Lou Williams, the Clippers guard known as the “Professional Scorer,” lived up to the moniker yet again by powering his team’s second-half comeback during a 118-107 victory over the Lakers and finishing with a season-high 36 points, the most by a Clippers reserve this season.
His three-pointer with just over two minutes remaining in the fourth quarter sealed it, giving the Clippers a 12-point lead.
He made it in front of Lakers guard Lance Stephenson and proceeded to strum air guitar, mimicking what has become Stephenson’s trademark celebration while backpedaling down the court.
“It was just fun,” Williams said. “I’m sure Lance won’t care and he’ll be back to playing his guitar tomorrow.”
On the next possession, two Lakers (20-16) were so concerned about Williams they face-guarded him atop the three-point arc while leaving Montrezl Harrell open for a dunk after an assist from Williams.
Fans began leaving for home.
It was Williams’ third consecutive game scoring20 points or more and helped his team dig out of a 10-point deficit in the third quarter.
“One of our coaches said, ‘I think this is going to be a Lou night tonight,’’’ coach Doc Rivers said. “You could see we just didn’t have it offensively and give the Lakers some credit. I thought they prepared for us pretty well. Their switching affected us a little bit but Lou pretty much has seen every defense that anyone can throw at him.”
Williams was part of a Clippers bench that “saved the game,” Rivers said.
The Clippers went from up six to down 10 by making five of their 15 shots during a 10-minute stretch spanning the second quarter’s end and the third quarter’s beginning.
Williams scored seven points during a 22-0 run that flipped the Clippers’ 80-73 deficit into a 95-80 Clippers lead with 9:45 remaining in the fourth quarter. It was the longest uninterrupted run by the Clippers since Nov. 29, 2009.

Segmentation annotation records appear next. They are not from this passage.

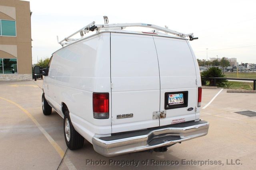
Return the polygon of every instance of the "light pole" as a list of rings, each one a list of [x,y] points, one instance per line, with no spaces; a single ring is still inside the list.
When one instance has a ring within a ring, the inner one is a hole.
[[[205,65],[206,65],[206,63],[208,61],[208,49],[206,49],[206,62],[205,62]]]

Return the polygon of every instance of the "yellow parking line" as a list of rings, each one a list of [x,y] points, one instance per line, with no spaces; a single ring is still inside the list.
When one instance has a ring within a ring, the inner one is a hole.
[[[8,99],[5,99],[4,98],[2,98],[0,97],[0,99],[2,99],[3,100],[6,100],[11,104],[14,104],[17,107],[19,107],[21,110],[23,111],[28,116],[28,117],[30,118],[30,119],[34,122],[34,123],[36,124],[36,126],[39,129],[40,131],[42,132],[42,133],[44,134],[44,135],[45,136],[46,139],[48,140],[49,142],[52,144],[52,145],[56,151],[59,154],[59,155],[62,159],[63,158],[64,155],[65,155],[65,152],[62,150],[62,149],[60,148],[60,146],[51,137],[51,136],[49,135],[49,134],[45,131],[45,130],[43,128],[43,127],[41,126],[40,124],[38,123],[38,122],[36,120],[36,119],[34,117],[31,115],[27,110],[26,109],[24,109],[20,105],[19,105],[16,103],[12,101],[12,100],[9,100]]]

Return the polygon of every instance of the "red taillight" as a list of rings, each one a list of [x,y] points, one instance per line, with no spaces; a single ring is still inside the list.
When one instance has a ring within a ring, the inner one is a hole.
[[[202,87],[198,87],[198,99],[197,100],[197,107],[201,107],[202,101]]]
[[[109,94],[93,93],[93,117],[96,119],[108,119],[109,117]]]

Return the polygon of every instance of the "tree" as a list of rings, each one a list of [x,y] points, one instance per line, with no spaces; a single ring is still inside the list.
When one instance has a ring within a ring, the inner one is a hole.
[[[41,59],[40,60],[39,60],[39,62],[38,63],[37,63],[37,65],[40,66],[40,67],[42,67],[43,68],[46,68],[47,65],[48,65],[48,63],[49,63],[49,61],[50,61],[50,58],[46,58],[44,61]]]
[[[218,67],[210,67],[208,70],[204,71],[201,73],[201,80],[202,85],[205,85],[208,82],[210,81],[210,86],[214,85],[214,80],[210,79],[210,77],[224,77],[225,75],[222,74],[222,70]],[[225,86],[225,82],[227,82],[226,80],[216,80],[216,85],[223,87]]]
[[[212,65],[213,66],[218,66],[220,65],[220,62],[217,59],[212,61]]]
[[[230,63],[228,60],[225,59],[224,57],[223,57],[221,59],[220,65],[222,67],[226,67],[230,65]]]

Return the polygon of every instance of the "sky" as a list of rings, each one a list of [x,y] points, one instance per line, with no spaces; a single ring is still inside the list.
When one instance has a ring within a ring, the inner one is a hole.
[[[255,0],[28,0],[31,16],[33,64],[61,47],[62,39],[92,21],[143,23],[184,33],[197,58],[236,58],[256,63]],[[150,29],[142,28],[142,31]],[[206,49],[208,49],[206,50]],[[207,51],[207,52],[206,52]]]

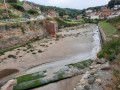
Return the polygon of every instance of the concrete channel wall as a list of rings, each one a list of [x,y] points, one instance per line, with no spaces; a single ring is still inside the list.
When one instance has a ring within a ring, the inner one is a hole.
[[[56,34],[57,27],[54,27],[54,23],[49,27],[46,24],[44,20],[0,24],[0,50],[44,38],[54,30]]]
[[[105,33],[103,32],[102,28],[100,27],[100,25],[98,24],[98,29],[99,29],[99,32],[100,32],[100,38],[101,38],[101,45],[103,43],[106,42],[107,38],[106,38],[106,35]]]

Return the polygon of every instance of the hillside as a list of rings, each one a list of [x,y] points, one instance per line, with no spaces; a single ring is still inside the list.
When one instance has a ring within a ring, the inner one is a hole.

Williams’ surge helped the Clippers (21-14) overcome a rare off night for both Tobias Harris and Danilo Gallinari.
The forwards who have combined for an average of 41 points a game this season finished with 28 total Friday.
“We were just a little sluggish, just a step slow,” Williams said. “For whatever reason we just weren’t playing our best basketball.”

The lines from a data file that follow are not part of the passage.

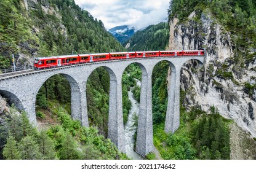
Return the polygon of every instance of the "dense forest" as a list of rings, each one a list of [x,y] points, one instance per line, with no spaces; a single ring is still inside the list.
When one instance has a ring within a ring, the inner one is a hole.
[[[71,0],[39,1],[28,9],[22,1],[0,1],[0,68],[11,66],[11,54],[15,62],[26,63],[22,57],[33,59],[38,56],[124,51],[125,49],[104,28],[102,21],[94,18]],[[47,9],[48,10],[46,10]],[[182,9],[182,10],[180,10]],[[252,60],[248,49],[255,49],[256,2],[252,0],[170,1],[169,20],[177,17],[185,22],[196,12],[199,22],[202,11],[218,19],[232,37],[236,49],[234,60],[241,66]],[[168,45],[169,25],[161,23],[137,31],[123,45],[128,50],[165,50]],[[160,41],[159,41],[160,40]],[[246,52],[246,55],[242,55]],[[254,53],[255,54],[255,53]],[[192,63],[194,64],[194,63]],[[192,64],[192,65],[193,65]],[[223,68],[225,68],[226,66]],[[192,72],[199,69],[193,66]],[[164,131],[167,103],[167,78],[169,64],[158,63],[152,77],[152,102],[154,145],[164,159],[229,159],[230,128],[233,122],[222,117],[217,109],[209,112],[200,106],[185,106],[187,90],[180,90],[180,126],[174,134]],[[138,65],[127,67],[122,77],[124,123],[127,120],[131,103],[128,90],[140,101],[141,79]],[[222,77],[228,77],[227,75]],[[100,68],[87,80],[87,101],[90,127],[82,127],[70,117],[70,86],[61,75],[49,79],[36,98],[38,121],[50,125],[38,130],[29,123],[24,112],[17,115],[15,107],[1,114],[0,157],[5,159],[127,159],[105,138],[108,133],[108,73]],[[252,95],[255,85],[247,84],[246,92]],[[66,90],[65,92],[60,90]],[[136,138],[136,136],[135,136]],[[148,155],[154,158],[154,154]]]

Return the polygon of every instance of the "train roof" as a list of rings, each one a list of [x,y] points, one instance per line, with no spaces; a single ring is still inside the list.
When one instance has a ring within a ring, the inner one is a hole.
[[[109,55],[110,53],[90,53],[90,55]]]
[[[52,56],[52,57],[37,57],[36,59],[41,60],[41,59],[55,59],[58,58],[68,58],[68,57],[78,57],[78,55],[58,55],[58,56]]]
[[[136,52],[136,53],[156,53],[159,52],[159,51],[144,51],[144,52]]]
[[[84,56],[89,56],[90,54],[79,54],[78,56],[84,57]]]
[[[164,51],[160,51],[160,52],[182,52],[182,50],[178,50],[178,51],[175,51],[175,50],[164,50]]]
[[[131,52],[113,52],[113,53],[110,53],[110,54],[127,54]]]

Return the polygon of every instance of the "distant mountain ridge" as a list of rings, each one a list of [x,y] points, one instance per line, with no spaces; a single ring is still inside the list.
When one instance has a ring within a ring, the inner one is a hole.
[[[129,40],[135,33],[134,28],[127,25],[118,26],[108,30],[121,44]]]

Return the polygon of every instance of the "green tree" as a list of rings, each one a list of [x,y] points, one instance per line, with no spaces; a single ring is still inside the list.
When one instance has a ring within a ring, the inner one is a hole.
[[[68,130],[66,131],[64,139],[61,143],[58,155],[60,158],[62,160],[78,160],[81,158],[81,155],[76,141],[72,138]]]
[[[21,158],[17,141],[11,133],[9,134],[9,138],[3,149],[2,154],[6,160],[20,160]]]
[[[26,136],[22,139],[18,145],[22,159],[42,159],[42,154],[39,151],[39,147],[35,141],[34,138]]]
[[[42,154],[42,159],[53,160],[56,158],[56,153],[54,150],[54,143],[48,136],[46,130],[42,130],[38,139],[39,151]]]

Williams’ 36 were the third-most points scored by a reserve across the NBA this season, behind only 39- and 37-point performances by Brooklyn’s Spencer Dinwiddie.
When Rivers brought Harris, Gallinari and fellow starter Avery Bradley back into the game with five minutes remaining, he kept Williams and Harrell on the floor and the move allowed Williams to close out yet another game.
“If you force him to the right he gets a layup,” Rivers said. “If you force him to the left, well, you can’t force him to the left. He’s just a really smart, good player.”